It would be hard to imagine that we want to combine the regression problems and ranking problems together. They’re inherently different. Traditionally, ranking problems only concern the order of ranked items. Even you could have very bad scores for each item, the final order matters.

However, there’re situations we care both the scores for each item, as well as their order. One would argue that eventually this is a regression problem because if you predict 100% accurate on all items and therefore the order should be correct as well. This is true only if you have a perfect regression model. There’re a lot of cases where you have a nearly perfect regression model but the results are terrible in terms of ranking. For instance, you could have a very imbalanced dataset where the majority class has \( y=0 \). Thus, it is possible to achieve a near-perfect regression performance by always predicting \( 0 \), which gives a useless ranking.

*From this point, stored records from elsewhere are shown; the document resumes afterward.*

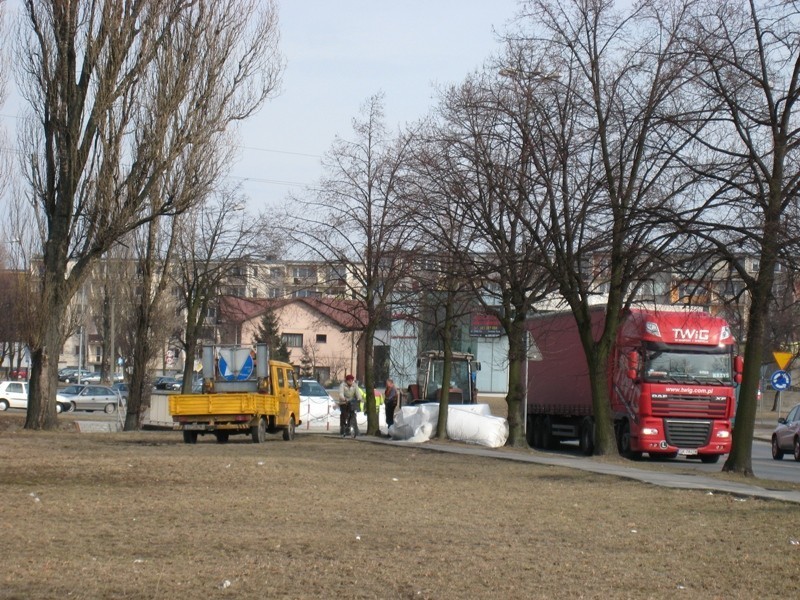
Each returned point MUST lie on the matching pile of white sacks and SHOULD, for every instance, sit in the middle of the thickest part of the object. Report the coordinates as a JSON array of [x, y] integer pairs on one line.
[[471, 423]]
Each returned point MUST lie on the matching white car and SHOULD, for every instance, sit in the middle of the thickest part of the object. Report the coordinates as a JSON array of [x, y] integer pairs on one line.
[[90, 398], [13, 394], [316, 405]]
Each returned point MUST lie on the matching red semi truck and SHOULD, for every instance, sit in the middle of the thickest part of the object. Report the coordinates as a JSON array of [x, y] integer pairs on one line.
[[672, 375]]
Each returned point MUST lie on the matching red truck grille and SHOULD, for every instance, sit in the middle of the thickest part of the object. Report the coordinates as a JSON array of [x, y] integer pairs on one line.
[[687, 434], [689, 407]]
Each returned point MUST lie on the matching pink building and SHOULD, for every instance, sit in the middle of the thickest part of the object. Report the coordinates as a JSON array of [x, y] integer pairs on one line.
[[324, 333]]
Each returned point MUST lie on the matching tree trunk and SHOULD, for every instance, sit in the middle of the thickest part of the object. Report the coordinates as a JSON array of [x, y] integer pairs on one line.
[[140, 388], [517, 394], [44, 379], [49, 341], [373, 427], [740, 459], [447, 367]]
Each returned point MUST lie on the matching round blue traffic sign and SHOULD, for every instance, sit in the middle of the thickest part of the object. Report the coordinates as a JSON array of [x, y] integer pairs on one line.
[[781, 380]]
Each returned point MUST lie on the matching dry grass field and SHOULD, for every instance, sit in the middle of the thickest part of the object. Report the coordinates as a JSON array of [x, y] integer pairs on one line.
[[142, 515]]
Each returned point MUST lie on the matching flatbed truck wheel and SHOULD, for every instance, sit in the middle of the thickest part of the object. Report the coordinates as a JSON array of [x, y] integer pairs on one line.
[[586, 440], [288, 433], [259, 431]]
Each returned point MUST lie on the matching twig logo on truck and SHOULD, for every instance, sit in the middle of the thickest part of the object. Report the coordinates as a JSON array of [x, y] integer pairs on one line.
[[688, 390], [691, 335]]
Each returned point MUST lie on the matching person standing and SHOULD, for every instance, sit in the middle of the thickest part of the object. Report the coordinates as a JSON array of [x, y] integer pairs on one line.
[[391, 398], [350, 398]]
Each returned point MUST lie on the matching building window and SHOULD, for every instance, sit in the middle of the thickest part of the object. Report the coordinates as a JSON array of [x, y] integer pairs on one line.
[[304, 272], [292, 340]]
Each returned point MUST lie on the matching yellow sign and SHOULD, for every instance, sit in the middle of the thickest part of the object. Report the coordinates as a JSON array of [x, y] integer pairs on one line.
[[782, 358]]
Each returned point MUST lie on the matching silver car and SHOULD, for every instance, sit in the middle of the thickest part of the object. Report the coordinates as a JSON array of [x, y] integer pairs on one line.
[[90, 398], [786, 437]]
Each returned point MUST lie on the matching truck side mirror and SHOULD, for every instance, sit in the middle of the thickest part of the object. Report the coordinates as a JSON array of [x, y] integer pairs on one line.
[[633, 364], [738, 368]]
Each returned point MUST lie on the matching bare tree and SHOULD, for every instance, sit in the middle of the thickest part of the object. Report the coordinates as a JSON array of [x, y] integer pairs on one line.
[[216, 243], [5, 156], [120, 93], [603, 158], [746, 74], [355, 226], [474, 171]]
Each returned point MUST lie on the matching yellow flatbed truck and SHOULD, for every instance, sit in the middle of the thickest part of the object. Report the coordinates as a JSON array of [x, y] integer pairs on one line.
[[243, 393]]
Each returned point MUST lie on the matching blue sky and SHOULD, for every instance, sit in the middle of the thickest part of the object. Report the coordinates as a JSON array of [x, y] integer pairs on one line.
[[338, 54], [341, 53]]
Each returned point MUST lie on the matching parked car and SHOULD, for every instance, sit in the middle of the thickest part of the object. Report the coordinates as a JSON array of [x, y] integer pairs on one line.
[[14, 394], [90, 398], [786, 437], [19, 373], [122, 389], [168, 383], [311, 391], [72, 375]]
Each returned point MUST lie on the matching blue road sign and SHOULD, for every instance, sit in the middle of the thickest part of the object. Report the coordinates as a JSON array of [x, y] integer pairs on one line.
[[781, 380]]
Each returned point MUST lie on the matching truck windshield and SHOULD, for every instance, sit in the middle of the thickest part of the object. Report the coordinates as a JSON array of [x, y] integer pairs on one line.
[[459, 376], [687, 367]]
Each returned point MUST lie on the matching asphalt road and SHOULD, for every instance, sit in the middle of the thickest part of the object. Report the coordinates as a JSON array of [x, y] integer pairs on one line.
[[764, 466]]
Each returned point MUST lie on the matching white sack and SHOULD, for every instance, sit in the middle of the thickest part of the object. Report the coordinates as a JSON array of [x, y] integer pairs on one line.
[[472, 423]]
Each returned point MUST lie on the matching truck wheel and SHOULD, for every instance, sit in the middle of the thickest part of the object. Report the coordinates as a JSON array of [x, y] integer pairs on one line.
[[549, 442], [777, 453], [625, 443], [529, 437], [537, 432], [259, 432], [288, 433], [586, 440]]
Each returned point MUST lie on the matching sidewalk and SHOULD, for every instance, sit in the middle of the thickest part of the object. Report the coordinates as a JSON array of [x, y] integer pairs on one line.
[[661, 478]]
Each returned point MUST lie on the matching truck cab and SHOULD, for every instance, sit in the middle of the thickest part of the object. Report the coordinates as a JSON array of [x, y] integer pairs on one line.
[[430, 375], [243, 392]]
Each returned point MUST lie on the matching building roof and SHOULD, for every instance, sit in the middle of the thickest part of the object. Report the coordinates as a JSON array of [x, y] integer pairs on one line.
[[349, 315]]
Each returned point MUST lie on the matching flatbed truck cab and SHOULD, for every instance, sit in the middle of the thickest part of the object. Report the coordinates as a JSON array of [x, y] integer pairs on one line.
[[244, 392]]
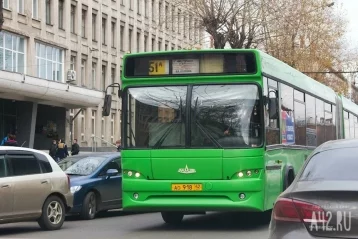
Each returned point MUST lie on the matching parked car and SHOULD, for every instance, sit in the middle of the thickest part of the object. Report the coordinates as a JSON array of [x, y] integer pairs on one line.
[[32, 188], [96, 182], [322, 200]]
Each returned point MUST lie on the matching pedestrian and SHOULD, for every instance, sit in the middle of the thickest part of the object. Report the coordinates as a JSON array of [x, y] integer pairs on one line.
[[62, 151], [53, 149], [118, 145], [75, 149]]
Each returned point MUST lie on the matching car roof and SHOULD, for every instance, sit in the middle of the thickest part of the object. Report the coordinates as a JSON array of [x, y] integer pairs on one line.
[[16, 148], [337, 144], [98, 154]]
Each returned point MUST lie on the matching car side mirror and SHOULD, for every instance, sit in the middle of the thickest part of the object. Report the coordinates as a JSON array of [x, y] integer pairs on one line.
[[112, 172]]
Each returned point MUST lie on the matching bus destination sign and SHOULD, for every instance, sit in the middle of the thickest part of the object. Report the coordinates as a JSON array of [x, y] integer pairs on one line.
[[185, 66], [190, 64]]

D. Sculley provided an easy solution to the problem (published on KDD 2010) above. Basically, we just naively combine two problems together as a single optimization problem, balanced by a parameter as

\[\begin{align}

\min_{\mathbf{w} \in \mathbb{R}^{m}} \alpha L(\mathbf{w}, D) + (1-\alpha)L(\mathbf{w}, P) + \frac{\lambda}{2}||\mathbf{w}||^{2}_{2}

\end{align}\]

where \( \alpha \in [0,1] \). The overall optimization problem is solved through Stochastic Gradient Descent (SGD).

The paper also described efficiently sampling from \( P \) and other scalability issues.